High concentrations of cobalt chloride (CoCl) can induce the formation of polyploid giant cancer cells (PGCCs) in various tumors, which can produce daughter cells with strong proliferative, migratory and invasive abilities via asymmetric division. To study the role of hypoxia‑inducible factor (HIF) 1α in the formation of PGCCs, colon cancer cell lines Hct116 and LoVo were used as experimental subjects. Western blotting, nuclear and cytoplasmic protein extraction and immunocytochemical experiments were used to compare the changes in the expression and subcellular localization of HIF1α, microphthalmia‑associated transcription factor (MITF), protein inhibitor of activated STAT protein 4 (PIAS4) and von Hippel‑Lindau disease tumor suppressor (VHL) after treatment with CoCl. The SUMOylation of HIFα was verified by co‑immunoprecipitation assay. After inhibiting HIF1α SUMOylation, the changes in proliferation, migration and invasion abilities of Hct116 and LoVo were compared by plate colony formation, wound healing and Transwell migration and invasion. In addition, lysine sites that led to SUMOylation of HIF1α were identified through site mutation experiments. The results showed that CoCl can induce the formation of PGCCs with the expression level of HIF1α higher in treated cells than in control cells. HIF1α was primarily located in the cytoplasm of control cell. Following CoCl treatment, the subcellular localization of HIF1α was primarily in the nuclei of PGCCs with daughter cells (PDCs). After treatment with SUMOylation inhibitors, the nuclear HIF1α expression in PDCs decreased. Furthermore, their proliferation, migration and invasion abilities also decreased. After inhibiting the expression of MITF, the expression of HIF1α decreased. MITF can regulate HIF1α SUMOylation. Expression and subcellular localization of VHL and HIF1α did not change following PIAS4 knockdown. SUMOylation of HIF1α occurs at the amino acid sites K391 and K477 in PDCs. After mutation of the two sites, nuclear expression of HIF1α in PDCs was reduced, along with a significant reduction in the proliferation, migration and invasion abilities. In conclusion, the post‑translation modification regulated the subcellular location of HIF1α and the nuclear expression of HIF1α promoted the proliferation, migration and invasion abilities of PDCs. MITF could regulate the transcription and protein levels of HIF1α and participate in the regulation of HIF1α SUMOylation.

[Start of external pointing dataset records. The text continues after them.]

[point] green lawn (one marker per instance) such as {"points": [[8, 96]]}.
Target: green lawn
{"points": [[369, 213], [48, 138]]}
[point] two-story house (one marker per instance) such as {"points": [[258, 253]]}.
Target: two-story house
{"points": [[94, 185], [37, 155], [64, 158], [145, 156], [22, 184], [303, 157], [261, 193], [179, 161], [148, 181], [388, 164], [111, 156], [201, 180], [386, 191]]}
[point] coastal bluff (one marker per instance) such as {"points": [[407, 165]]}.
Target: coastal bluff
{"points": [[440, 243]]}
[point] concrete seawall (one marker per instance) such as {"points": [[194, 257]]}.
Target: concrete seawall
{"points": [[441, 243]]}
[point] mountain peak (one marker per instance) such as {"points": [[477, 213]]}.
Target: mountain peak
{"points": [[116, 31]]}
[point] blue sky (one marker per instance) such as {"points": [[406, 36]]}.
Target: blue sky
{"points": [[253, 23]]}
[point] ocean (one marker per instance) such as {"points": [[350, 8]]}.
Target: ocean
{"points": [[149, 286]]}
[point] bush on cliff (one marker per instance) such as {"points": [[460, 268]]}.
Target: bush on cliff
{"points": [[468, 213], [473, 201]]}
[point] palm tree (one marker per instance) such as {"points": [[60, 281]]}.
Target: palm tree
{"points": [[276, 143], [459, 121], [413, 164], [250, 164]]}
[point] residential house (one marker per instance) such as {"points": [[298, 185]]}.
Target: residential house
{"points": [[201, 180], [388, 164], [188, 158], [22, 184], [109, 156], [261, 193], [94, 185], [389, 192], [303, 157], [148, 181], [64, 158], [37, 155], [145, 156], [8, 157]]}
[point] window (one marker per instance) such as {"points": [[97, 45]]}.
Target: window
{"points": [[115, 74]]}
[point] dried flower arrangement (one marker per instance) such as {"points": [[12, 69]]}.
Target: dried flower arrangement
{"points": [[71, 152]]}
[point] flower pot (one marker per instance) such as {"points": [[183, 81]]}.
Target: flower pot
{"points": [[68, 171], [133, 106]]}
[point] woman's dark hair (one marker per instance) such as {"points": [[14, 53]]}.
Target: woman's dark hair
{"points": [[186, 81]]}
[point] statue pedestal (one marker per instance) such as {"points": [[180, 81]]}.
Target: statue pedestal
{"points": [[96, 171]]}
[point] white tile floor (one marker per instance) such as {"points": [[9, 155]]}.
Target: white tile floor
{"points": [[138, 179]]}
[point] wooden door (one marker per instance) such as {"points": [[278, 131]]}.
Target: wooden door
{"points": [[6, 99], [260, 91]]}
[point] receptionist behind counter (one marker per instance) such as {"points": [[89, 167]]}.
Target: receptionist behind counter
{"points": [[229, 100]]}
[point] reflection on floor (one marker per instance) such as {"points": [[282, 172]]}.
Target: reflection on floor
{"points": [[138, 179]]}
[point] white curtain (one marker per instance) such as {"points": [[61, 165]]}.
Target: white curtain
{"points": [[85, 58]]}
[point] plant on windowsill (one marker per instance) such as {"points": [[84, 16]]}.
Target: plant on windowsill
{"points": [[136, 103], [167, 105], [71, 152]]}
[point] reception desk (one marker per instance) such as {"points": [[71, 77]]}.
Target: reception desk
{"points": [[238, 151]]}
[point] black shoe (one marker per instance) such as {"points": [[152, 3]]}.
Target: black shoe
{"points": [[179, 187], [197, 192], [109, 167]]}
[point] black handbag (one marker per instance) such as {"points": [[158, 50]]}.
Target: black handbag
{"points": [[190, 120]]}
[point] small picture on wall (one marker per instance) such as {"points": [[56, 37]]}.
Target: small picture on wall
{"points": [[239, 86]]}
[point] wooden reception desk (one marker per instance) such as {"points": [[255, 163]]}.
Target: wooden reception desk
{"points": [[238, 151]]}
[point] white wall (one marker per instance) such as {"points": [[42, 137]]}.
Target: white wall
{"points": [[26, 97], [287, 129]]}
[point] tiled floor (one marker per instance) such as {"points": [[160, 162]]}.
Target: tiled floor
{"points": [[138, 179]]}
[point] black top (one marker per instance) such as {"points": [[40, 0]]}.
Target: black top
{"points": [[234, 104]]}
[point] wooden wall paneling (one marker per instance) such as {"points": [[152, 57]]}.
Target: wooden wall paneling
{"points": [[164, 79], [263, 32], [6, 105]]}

高浓度的氯化钴(CoCl)可诱导多种肿瘤中多倍体巨大癌细胞(PGCC)的形成,这些细胞可通过不对称分裂产生具有较强增殖、迁移和侵袭能力的子细胞。为了研究缺氧诱导因子(HIF)1α在 PGCC 形成中的作用,以结肠癌细胞系 Hct116 和 LoVo 作为实验对象。采用 Western blot 法、核质蛋白提取和免疫细胞化学实验,比较 CoCl 处理后 HIF1α、小眼畸形相关转录因子(MITF)、信号转导和转录激活因子 4 蛋白抑制剂(PIAS4)和 von Hippel-Lindau 疾病肿瘤抑制因子(VHL)的表达和亚细胞定位变化。通过共免疫沉淀实验验证 HIFα的 SUMO 化。抑制 HIF1α SUMO 化后,通过平板集落形成、划痕愈合和 Transwell 迁移及侵袭实验比较 Hct116 和 LoVo 增殖、迁移和侵袭能力的变化。此外,通过位点突变实验鉴定导致 HIF1α SUMO 化的赖氨酸位点。结果显示,CoCl 可诱导 PGCC 形成,与对照组相比,处理组细胞 HIF1α 的表达水平更高。对照组细胞中 HIF1α 主要位于细胞质中。CoCl 处理后,HIF1α 的亚细胞定位主要在具有子细胞(PDCs)的 PGCC 核内。SUMO 化抑制剂处理后,PDC 核内 HIF1α 表达减少,其增殖、迁移和侵袭能力也随之下降。抑制 MITF 表达后,HIF1α 表达减少。MITF 可调节 HIF1α SUMO 化。敲低 PIAS4 后,VHL 和 HIF1α 的表达和亚细胞定位没有改变。HIF1α 在 PDCs 中的 SUMO 化发生在氨基酸位点 K391 和 K477。突变这两个位点后,PDC 核内 HIF1α 表达减少,增殖、迁移和侵袭能力显著降低。综上所述,翻译后修饰调控 HIF1α 的亚细胞定位,核内 HIF1α 表达促进 PDC 的增殖、迁移和侵袭能力。MITF 可调节 HIF1α 的转录和蛋白水平,并参与 HIF1α SUMO 化的调节。